Mysteries of a Barbershop was created during a month-long pause before the beginning of rehearsals for Bertolt Brecht's early drama, In the Jungle of Cities at the Munich National Theatre, in February 1923. Brecht and Erich Engel (the director of In the Jungle), assembled a cast that included Karl Valentin, Liesl Karlstadt (Valentin's cabaret partner), Erwin Faber (the leading actor in Munich at the time and star of Brecht's three staged plays in Munich - Drums in the Night, In the Jungle of Cities, and the forthcoming Edward II), Max Schreck (soon to be a leading film actor in such films as Nosferatu), comic actor Josef Eichheim, character actor Kurt Horwitz, Carola Neher (later to play the lead in Brecht's Happy End and the role of Polly in the film of Threepenny Opera) and the cabaretist (and wife of song writer, Friedrich Hollaender), Blandine Ebinger.

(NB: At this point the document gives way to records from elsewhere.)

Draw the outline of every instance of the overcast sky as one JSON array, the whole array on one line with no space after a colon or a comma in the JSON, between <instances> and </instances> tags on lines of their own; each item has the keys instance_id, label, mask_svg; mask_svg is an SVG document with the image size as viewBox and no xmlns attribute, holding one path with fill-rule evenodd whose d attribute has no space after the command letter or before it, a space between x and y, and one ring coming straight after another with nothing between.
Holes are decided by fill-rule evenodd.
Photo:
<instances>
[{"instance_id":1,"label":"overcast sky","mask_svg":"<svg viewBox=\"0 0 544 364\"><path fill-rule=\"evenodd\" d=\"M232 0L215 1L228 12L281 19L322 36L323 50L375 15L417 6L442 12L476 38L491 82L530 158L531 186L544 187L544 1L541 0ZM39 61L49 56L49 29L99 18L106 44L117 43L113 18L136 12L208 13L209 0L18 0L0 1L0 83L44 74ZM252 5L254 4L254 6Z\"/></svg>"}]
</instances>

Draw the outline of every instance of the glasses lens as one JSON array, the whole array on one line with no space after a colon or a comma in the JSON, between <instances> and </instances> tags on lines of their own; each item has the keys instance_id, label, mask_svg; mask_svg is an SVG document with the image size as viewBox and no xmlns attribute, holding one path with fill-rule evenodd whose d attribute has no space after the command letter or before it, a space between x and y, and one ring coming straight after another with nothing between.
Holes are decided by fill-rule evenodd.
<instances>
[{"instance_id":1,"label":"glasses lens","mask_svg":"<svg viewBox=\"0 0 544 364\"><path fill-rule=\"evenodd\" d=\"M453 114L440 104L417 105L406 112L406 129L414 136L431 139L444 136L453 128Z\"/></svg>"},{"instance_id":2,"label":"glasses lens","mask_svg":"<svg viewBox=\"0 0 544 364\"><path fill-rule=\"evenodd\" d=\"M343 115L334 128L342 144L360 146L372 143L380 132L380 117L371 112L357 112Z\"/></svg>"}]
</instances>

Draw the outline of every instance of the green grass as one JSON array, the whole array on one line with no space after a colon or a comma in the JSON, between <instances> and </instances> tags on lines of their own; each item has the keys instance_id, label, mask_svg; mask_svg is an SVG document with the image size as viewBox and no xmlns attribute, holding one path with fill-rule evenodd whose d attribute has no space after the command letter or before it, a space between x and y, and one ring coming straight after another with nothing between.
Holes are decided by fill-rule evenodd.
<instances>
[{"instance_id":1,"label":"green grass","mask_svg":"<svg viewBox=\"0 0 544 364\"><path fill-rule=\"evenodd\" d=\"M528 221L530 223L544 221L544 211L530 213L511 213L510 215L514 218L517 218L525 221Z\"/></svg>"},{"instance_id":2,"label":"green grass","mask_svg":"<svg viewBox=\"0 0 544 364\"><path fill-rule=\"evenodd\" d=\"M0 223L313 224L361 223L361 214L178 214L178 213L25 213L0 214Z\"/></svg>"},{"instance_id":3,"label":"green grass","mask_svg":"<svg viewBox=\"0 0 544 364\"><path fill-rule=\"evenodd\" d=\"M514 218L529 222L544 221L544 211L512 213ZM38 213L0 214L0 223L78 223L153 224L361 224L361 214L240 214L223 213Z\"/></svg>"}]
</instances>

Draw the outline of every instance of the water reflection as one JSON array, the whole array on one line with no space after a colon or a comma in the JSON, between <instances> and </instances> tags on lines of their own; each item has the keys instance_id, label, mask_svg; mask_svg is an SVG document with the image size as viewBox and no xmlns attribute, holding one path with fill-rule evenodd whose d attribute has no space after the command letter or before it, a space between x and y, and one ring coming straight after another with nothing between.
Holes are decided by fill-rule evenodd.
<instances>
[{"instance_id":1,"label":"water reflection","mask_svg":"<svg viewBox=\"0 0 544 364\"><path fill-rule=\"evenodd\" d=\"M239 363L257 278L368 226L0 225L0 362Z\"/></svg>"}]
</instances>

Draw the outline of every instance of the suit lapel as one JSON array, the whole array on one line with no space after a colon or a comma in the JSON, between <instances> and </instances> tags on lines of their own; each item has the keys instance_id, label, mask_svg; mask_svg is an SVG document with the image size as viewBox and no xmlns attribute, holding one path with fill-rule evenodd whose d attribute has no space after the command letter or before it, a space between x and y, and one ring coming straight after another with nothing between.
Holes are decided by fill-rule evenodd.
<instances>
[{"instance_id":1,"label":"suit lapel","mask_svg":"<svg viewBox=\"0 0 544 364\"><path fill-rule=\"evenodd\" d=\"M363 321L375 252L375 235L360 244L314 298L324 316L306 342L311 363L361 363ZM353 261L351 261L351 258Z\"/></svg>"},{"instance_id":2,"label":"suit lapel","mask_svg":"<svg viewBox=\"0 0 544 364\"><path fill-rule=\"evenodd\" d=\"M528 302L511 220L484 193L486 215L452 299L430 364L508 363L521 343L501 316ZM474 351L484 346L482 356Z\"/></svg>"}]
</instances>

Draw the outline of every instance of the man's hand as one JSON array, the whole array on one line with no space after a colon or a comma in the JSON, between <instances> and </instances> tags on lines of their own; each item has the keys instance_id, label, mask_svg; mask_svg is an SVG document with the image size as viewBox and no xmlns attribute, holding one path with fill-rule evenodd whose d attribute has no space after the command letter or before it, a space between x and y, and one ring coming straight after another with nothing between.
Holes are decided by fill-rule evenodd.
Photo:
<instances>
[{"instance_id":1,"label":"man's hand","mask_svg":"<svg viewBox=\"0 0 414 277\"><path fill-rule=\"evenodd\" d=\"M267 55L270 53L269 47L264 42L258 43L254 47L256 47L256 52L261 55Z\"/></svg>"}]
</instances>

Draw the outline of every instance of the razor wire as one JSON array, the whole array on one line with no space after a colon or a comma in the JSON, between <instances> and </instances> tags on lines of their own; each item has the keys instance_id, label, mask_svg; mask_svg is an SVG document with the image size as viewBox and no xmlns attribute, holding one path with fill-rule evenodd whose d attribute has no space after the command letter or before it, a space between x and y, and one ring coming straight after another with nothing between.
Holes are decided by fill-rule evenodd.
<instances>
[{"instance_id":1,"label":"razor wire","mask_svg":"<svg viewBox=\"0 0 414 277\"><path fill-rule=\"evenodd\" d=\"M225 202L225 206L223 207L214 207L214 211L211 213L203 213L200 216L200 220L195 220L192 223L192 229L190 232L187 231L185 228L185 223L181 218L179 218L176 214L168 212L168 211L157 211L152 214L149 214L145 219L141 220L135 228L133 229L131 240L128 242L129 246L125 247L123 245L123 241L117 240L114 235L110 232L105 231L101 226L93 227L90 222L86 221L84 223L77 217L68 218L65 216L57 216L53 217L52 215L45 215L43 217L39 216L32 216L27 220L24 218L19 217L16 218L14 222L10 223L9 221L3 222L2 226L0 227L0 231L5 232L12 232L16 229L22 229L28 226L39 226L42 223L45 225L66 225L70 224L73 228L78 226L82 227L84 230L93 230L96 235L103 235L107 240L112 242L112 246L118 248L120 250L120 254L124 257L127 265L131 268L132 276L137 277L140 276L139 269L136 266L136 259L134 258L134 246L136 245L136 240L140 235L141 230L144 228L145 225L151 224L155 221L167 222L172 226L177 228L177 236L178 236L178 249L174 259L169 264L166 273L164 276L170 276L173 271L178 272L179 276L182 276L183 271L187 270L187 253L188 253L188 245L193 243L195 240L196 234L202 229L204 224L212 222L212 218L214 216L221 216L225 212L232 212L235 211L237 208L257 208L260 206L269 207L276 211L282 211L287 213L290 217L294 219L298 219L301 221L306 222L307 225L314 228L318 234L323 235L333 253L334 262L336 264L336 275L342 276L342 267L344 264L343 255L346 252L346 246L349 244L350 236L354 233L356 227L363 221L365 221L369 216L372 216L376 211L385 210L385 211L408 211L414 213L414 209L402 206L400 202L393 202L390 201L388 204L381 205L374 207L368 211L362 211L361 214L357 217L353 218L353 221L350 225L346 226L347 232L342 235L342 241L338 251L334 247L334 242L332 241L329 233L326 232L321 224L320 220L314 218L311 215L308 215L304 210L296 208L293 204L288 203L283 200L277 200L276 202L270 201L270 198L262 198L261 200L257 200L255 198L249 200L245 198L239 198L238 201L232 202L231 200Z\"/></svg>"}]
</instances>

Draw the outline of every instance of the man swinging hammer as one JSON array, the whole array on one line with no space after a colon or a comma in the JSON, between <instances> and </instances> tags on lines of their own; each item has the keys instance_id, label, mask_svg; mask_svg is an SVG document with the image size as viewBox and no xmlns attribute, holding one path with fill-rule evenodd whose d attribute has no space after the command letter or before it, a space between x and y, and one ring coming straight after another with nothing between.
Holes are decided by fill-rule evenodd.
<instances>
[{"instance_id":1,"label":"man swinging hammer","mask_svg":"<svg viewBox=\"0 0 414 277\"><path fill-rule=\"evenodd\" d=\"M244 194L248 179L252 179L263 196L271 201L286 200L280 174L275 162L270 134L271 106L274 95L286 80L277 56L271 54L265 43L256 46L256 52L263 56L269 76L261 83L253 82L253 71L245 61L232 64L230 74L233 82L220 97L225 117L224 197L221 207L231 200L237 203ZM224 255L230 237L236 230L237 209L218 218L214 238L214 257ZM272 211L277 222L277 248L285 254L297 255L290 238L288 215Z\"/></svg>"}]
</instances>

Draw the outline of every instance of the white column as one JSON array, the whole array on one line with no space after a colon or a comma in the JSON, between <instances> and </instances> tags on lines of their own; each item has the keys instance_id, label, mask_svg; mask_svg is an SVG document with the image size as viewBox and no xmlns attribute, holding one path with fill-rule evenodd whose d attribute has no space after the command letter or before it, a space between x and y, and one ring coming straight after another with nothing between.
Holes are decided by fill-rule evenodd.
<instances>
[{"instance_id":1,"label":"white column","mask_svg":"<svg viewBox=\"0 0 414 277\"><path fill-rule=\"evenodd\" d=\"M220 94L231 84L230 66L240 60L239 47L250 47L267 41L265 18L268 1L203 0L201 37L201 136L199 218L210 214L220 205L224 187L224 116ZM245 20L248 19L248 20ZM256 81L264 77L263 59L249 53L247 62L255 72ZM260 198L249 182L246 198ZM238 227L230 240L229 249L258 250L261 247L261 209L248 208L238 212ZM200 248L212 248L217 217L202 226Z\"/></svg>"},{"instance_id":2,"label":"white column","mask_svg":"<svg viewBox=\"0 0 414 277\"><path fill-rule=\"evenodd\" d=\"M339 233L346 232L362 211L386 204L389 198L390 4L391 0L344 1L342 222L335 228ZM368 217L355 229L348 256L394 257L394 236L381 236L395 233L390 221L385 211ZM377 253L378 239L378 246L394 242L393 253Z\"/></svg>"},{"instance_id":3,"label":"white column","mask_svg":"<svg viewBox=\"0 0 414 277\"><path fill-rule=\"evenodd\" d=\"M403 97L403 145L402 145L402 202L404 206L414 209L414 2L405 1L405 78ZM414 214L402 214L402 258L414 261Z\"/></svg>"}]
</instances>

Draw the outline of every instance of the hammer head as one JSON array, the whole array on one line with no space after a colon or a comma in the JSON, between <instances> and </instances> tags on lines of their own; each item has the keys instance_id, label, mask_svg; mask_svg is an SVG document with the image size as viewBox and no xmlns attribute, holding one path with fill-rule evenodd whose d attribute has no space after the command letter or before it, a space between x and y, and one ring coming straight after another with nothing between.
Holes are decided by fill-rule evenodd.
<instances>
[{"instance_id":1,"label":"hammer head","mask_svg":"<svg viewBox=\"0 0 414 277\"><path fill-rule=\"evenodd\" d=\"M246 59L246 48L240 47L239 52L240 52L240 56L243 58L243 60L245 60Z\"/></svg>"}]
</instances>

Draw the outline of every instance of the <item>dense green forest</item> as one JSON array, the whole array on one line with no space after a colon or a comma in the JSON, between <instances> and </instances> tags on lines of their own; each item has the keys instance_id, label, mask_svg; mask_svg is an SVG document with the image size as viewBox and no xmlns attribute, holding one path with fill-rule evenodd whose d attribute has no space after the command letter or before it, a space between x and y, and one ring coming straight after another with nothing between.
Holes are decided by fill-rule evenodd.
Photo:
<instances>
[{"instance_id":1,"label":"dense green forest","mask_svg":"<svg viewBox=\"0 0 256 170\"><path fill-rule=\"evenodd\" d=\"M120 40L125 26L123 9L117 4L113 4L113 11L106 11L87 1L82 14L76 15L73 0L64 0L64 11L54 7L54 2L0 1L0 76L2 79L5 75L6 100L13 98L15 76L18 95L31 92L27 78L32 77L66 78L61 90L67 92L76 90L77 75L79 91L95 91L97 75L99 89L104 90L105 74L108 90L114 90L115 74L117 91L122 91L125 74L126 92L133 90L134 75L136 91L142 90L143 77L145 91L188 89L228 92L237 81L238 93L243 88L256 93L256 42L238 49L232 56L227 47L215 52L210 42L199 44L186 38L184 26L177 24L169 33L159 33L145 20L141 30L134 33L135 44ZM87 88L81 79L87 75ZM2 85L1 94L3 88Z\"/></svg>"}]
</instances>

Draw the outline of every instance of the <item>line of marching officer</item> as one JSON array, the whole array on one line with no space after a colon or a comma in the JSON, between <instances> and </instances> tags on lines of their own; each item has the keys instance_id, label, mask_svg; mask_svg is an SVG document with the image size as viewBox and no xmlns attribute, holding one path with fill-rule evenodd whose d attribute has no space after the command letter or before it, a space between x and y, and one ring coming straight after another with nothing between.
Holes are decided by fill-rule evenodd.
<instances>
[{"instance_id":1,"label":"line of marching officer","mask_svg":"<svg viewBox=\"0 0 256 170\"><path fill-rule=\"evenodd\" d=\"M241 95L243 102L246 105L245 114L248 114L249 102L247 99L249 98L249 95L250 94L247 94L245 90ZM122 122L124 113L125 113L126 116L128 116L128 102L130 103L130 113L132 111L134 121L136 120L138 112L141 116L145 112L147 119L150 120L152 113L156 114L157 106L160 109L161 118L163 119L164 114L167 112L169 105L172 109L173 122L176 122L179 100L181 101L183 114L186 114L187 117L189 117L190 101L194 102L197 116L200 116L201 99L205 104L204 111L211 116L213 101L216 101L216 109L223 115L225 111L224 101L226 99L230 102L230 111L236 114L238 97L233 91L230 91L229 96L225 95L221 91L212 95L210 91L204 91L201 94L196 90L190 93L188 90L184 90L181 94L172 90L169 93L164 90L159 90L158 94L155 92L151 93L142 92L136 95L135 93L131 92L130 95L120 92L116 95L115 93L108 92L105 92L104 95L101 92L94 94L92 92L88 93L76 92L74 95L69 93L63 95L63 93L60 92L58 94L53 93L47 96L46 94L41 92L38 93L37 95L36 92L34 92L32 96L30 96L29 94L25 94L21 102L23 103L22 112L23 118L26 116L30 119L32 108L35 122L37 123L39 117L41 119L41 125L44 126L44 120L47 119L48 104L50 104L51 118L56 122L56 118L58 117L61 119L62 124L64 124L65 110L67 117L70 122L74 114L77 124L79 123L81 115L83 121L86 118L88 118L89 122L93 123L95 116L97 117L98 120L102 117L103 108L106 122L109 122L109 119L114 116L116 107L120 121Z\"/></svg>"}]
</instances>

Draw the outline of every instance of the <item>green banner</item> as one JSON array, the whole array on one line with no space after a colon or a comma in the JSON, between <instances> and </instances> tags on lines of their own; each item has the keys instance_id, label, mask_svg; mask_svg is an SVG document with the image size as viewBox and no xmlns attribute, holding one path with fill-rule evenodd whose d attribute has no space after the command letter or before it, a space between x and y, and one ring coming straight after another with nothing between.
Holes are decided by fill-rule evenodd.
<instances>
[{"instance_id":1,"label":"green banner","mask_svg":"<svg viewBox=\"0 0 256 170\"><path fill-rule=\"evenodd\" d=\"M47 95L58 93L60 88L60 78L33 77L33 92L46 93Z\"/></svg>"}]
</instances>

The group improvised a series of comic and mock-romantic scenes, which, according to one critic, "contains enough cruelty jokes to have made WC Fields envious."
The finale of Faber and Ebinger kissing (photo, right) illustrates one of Brecht's first uses of the mock-romantic "happy ending" that would become a signature of Brecht's work throughout the years of the Weimar Republic.
One critic aptly called the short film "dadaesque absurdity combine[d] with clownesque slapstick." Another reviewer called it "Karl Valentin meets Dada and the Marx Brothers."